Throughout July, as summer nights grow shorter, you’ll need to start observing about 10pm to see the best views of the summer night sky. If you venture out to a favorite dark sky site away from city lights, you’ll find some of the best celestial treats waiting for you in inky-black skies.
Here are a few of Orion’s top picks for July stargazing:
The Summer Milky Way – Our own galaxy, the Milky Way, will stretch across the July sky from roughly due north to due south embracing such constellations as Cygnus, Cassiopeia and Sagittarius. Under dark skies, the naked eye is a great tool to appreciate this deep sky wonder, but binoculars or a wide angle telescope will enhance your views of our home galaxy!
The Ringed Giant Saturn – Saturn is still visible lower in the Southwest portion of the night sky during July. Use a telescope with about 40 or more power and you’ll see Saturn’s stunning rings. Try and catch it during twilight when it is still higher above the western sky for the best views.
The Summer Triangle – Take a look at our monthly star charts online or a planisphere like the Orion StarTarget and you’ll see three bright stars that dominate the northern sky - Altair, Deneb and Vega; the Summer Triangle. Around 10pm throughout July, Vega, the western most star of the triangle will be nearly overhead.
M57, a Dying Star – Just Southeast of Vega, between the stars Sheliak and Sulafat in the constellation Lyra (consult a star chart or a smartphone program like Orion’s StarSeek app) is the famous "Ring Nebula" or M57. In large telescopes with high-power eyepieces, some observers have even seen the central star.
The Wild Duck Cluster – South of the southernmost star of the Summer Triangle, Altair, in the constellation of Aquila is M11, the Wild Duck Cluster. M11 is a small but rich open star cluster that can be seen with a telescope in even moderately light-polluted skies.
M22, a Grand Globular Cluster – Globular Star Cluster M22, an old, dense ball of tens of thousands of stars can be seen in July in the constellation of Sagittarius. Many amateurs like the appearance of M22 more than another popular globular, M13, since it is slightly more "open" and its stars are perhaps a little easier to resolve.

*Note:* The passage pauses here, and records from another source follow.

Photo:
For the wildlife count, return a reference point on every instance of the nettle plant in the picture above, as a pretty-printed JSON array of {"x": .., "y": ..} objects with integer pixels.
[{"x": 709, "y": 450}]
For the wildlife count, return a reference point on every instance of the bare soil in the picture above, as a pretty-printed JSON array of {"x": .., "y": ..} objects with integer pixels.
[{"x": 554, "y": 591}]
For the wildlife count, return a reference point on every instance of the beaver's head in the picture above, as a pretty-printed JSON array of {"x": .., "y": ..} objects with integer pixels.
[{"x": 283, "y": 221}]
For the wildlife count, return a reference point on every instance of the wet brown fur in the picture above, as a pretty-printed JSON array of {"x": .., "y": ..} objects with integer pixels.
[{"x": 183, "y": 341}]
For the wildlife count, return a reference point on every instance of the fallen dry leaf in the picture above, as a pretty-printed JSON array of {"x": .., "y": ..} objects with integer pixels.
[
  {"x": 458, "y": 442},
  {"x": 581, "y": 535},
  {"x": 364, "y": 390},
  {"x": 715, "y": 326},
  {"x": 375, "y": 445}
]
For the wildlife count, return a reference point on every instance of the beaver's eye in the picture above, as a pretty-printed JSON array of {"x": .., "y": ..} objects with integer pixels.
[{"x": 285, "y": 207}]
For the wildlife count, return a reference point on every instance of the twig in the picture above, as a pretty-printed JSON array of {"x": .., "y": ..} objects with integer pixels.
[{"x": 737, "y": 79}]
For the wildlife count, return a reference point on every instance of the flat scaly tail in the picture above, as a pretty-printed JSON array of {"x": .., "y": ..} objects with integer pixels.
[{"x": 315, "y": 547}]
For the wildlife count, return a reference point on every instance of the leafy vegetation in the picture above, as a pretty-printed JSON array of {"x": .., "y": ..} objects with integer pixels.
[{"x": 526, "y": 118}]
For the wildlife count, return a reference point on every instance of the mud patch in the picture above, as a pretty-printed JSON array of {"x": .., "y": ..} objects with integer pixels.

M8, the Lagoon Nebula – West and slightly south of M22 is M8, one of the "Four Grand Nebulas of Summer." M8 is in Sagittarius just off the "spout" of the teapot asterism. From a dark sky location it is visible to the unaided eye as a hazy patch. Binoculars and larger telescopes will reveal more of this nebula’s details.
M20, the Trifid Nebula – About a binoculars’ field-of-view northeast of M8 is another summer treat, the Trifid Nebula. The Trifid is visible in binoculars from a dark sky and larger telescopes show two distinct globs of lowing gas. The northern glob is dissected into three smaller lobes by dust lanes, giving the name Trifid to M20.
M17, the Swan Nebula – North of M20 is another nebula, the Swan Nebula, or M17. Like M8 and M20, the Swan is a glowing gas cloud where gas and dust are being gravitationally pulled together to form new stars. Use binoculars in a dark sky site or a telescope and Oxygen-III filter in areas of moderate light pollution.
M16, the Eagle Nebula – The last of the Four Great Summer Nebulas is the Eagle or "Star Queen" nebula. More delicate and fainter than M17, this is pretty easily seen with just binoculars from the good sky conditions of a national park, but difficult from a city. As with all deep sky objects, try to find M16 when the Moon is down for best results.